# Shirts and Vinyls Stretching



## dlugo (Jul 2, 2014)

Hello All,

So I'm starting to get a little irritated with vinyls. I've purchased Easyweed and Fashion-FILM (because I need the neon colors) and have had the following problems:


After washing the t-shirts, the vinyls on the t-shirt would come out wrinkled. I think I've resolved this issue by purchasing pre-shrunk t-shirts.


The majority of the female t-shirts are are ribbed and very thin material. If a busty female wears a shirt then it will stretch and rip the vinyls.

What are some tips... er things to look out for when purchasing tshirts and vinyls? I don't feel like I could sell a good product as of right now.


----------



## imhotep9 (May 25, 2013)

Not sure what that could be...are u pre pressing the shirts? 

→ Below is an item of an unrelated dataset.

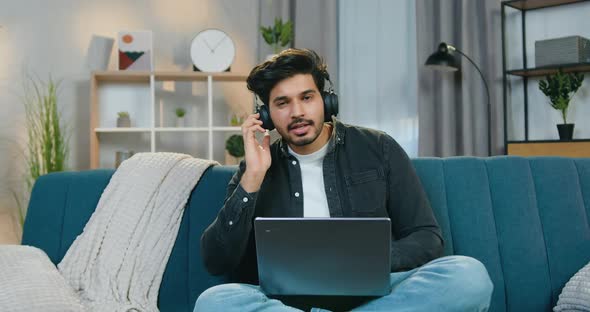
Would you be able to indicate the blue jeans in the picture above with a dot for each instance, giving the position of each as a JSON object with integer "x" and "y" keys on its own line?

Sent from my SPH-L720T using T-Shirt Forums


----------



## dlugo (Jul 2, 2014)

Yes I am. I use a USCutter Perfect Press.


----------



## imhotep9 (May 25, 2013)

I used easy weed on cotton, poly and blends and they usually came out good. Maybe press is heating uneven? Like cold spots on the press? Easy weed extra is supposed to have more "strechability" but I'm thinking maybe your press

Sent from my SPH-L720T using T-Shirt Forums


----------



## royster13 (Aug 14, 2007)

Ribbed and very thin simply do not work.....Good pressure and good even heat usually gives beast results....


----------